日本紅斑熱 マダニ媒介で発症

マダニの季節、野外に注意 日本紅斑熱の患者、昨年最多

マダニにかまれて発症する日本紅斑熱の患者報告が増えている。
昨年は過去最多の276人、死者は1999年以降で21人に上る。
毎年、夏から秋が患者の増える季節。
国立感染症研究所(感染研)は「野外で活動する際は長袖、長ズボンの服で肌の露出を減らし、発熱などの症状が出れば、早めに医療機関を受診して」と呼びかけている。

マダニ、気をつけるポイントは?
感染研によると、日本紅斑熱の潜伏期間は2~8日で発熱や発疹、だるさなどの症状が特徴だ。
84年に初めて徳島県で報告された。

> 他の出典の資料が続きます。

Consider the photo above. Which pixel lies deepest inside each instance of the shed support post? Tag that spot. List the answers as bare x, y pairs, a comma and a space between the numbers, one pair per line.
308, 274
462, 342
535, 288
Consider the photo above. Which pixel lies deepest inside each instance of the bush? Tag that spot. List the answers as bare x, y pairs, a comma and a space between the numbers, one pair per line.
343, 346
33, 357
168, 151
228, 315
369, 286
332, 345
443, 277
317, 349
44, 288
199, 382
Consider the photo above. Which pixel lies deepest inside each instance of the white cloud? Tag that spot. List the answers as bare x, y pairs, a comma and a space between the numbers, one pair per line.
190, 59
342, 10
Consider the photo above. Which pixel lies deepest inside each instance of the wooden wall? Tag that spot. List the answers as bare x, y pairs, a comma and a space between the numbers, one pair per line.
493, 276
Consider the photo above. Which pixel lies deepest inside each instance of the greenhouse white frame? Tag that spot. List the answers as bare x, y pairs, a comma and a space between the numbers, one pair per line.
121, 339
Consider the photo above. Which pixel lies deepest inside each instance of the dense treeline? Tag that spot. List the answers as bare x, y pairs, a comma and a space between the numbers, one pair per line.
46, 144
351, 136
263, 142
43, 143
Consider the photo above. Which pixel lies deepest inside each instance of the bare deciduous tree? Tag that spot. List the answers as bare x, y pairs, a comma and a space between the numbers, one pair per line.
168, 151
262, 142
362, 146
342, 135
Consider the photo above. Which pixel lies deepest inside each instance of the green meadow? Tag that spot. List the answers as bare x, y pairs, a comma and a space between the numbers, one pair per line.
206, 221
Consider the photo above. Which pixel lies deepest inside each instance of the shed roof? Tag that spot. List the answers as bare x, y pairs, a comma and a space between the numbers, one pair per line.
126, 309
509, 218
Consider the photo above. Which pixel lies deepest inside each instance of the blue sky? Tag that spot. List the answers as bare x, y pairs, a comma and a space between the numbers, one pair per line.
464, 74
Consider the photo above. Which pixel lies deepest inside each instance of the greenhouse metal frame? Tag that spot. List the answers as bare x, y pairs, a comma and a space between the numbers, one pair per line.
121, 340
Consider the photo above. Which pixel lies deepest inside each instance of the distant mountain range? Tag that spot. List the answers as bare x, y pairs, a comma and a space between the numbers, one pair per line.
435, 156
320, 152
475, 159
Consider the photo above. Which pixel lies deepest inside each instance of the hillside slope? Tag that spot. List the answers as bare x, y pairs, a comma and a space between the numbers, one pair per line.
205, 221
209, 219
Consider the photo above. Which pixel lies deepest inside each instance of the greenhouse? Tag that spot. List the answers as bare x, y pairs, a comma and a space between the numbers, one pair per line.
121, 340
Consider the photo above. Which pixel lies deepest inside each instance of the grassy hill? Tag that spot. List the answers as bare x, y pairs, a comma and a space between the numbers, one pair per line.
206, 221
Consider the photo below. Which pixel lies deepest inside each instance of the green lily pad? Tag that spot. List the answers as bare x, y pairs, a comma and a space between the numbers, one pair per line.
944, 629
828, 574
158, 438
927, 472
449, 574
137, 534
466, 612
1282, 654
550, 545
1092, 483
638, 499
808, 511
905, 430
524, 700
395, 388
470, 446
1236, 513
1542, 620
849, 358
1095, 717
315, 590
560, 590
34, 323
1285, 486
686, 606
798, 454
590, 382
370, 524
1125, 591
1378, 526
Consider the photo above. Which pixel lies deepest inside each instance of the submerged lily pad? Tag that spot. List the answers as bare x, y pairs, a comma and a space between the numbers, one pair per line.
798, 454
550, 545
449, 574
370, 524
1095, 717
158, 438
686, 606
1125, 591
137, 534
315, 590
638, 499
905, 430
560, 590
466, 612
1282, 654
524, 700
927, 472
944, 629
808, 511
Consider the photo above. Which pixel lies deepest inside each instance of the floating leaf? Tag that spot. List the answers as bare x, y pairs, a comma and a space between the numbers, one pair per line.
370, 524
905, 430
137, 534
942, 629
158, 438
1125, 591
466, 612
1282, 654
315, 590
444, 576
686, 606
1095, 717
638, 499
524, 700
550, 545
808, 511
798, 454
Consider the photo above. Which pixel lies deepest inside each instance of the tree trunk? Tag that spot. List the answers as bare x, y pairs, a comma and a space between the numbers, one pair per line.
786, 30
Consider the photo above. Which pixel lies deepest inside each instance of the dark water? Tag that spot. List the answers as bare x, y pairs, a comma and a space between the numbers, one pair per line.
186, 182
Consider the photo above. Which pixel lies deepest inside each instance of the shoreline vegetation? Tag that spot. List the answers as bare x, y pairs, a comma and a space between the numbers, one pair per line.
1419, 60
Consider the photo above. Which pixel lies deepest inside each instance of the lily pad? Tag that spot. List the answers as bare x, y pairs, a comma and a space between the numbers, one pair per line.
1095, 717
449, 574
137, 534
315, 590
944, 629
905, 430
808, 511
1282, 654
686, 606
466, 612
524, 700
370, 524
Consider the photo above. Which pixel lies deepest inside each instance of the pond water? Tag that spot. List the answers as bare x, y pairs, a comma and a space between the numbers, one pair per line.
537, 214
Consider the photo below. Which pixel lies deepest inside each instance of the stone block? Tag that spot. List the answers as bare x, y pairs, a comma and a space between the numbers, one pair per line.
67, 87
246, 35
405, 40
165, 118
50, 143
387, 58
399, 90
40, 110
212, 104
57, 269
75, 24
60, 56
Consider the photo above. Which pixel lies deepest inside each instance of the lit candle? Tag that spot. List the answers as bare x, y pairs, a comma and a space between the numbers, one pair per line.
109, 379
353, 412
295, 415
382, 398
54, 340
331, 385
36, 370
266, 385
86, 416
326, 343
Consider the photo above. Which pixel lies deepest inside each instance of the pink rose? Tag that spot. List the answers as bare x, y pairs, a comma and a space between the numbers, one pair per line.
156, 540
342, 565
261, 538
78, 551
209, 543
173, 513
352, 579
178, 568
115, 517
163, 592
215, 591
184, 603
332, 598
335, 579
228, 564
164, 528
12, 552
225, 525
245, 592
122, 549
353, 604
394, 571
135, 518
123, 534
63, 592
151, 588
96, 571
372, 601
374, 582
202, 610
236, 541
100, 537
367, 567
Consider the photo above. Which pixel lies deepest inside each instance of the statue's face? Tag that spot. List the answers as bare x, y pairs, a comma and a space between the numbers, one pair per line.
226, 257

細胞に寄生して増殖する細菌の仲間「リケッチア」が原因で、同じリケッチア症にはツツガムシ病などがある。
 
患者報告は90年代まで年間数十人程度だったが、2008年に100人を超えた。
15年は過去最多の5人が死亡し、死亡率は2%を超えた。
発病日がわかっている死亡例の半数以上は、発症から5日以上たって医療機関を初めて受診していた。
報告地域も拡大している。
以前は千葉より西の太平洋側が中心だったが、栃木や新潟など周辺にも広がっている。
ある専門家は「マダニがついたシカなどの野生動物が頻繁に人里に出るようになり、人との接触機会が増えたのが一因ではないか」と話す。
 
同じくマダニにかまれて発症する重症熱性血小板減少症候群(SFTS)は年間40~60人ほどの患者数で致死率は6~30%。
先月も広島県の90代女性が死亡した。
ダニ媒介脳炎は昨年8月に北海道で23年ぶりとなる患者が確認され、今月にも道内の70代男性が死亡した。
SFTSはウイルスが原因で対症療法しかないが、日本紅斑熱は抗菌薬が効くとされる。

体長1~数ミリのマダニは草むらなどに潜む。
感染研はキャンプや農作業などの際は長袖などを着けてかまれないようにし、かまれた際は無理にダニをとらず、医療機関で除去するよう注意を促している。